Additional Gen Z and money findings 

Additional survey findings include:  

  • 67% of Gen Zers feel their quality of life is being held hostage by poor finances. They are the generation that values quality of life the most but constantly feel they will never have the things they want in life because of their financial situation. 
  • 57% of Americans feel anxious going with friends to restaurants and bars they know they can’t afford (70% for Gen Z). 
  • 54% of Americans say giving a gift for a special occasion would strain their monthly finances (66% for Gen Z). 
  • Nearly half of Americans (48%) say they’ve spent less time with friends or family due to financial constraints (61% for Gen Z). 

Survey methodology 

The Intuit Prosperity Index Survey was conducted Dec. 2-Dec. 9, 2022, via a 15-minute online questionnaire. Intuit surveyed 2,000 Americans ages 18+ plus an additional oversample of Gen Z (ages 18-25) to discover attitudes around money and personal finance. 
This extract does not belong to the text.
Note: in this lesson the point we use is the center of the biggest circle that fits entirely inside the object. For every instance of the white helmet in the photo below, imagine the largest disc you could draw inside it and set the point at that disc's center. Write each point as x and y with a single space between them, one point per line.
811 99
Explore the full survey results ​​here.  

Bridging the financial gap for Gen Z 

For Gen Zers, money isn’t everything. Although they understand it’s essential to achieving the life they want, many struggle to talk openly about their finances. This hesitation can make it more challenging to learn and solve money problems as they enter adulthood. 

Regardless of age, understanding your financial situation and how to improve it is critical to your success in life. The obstacle many people face is a lack of knowledge.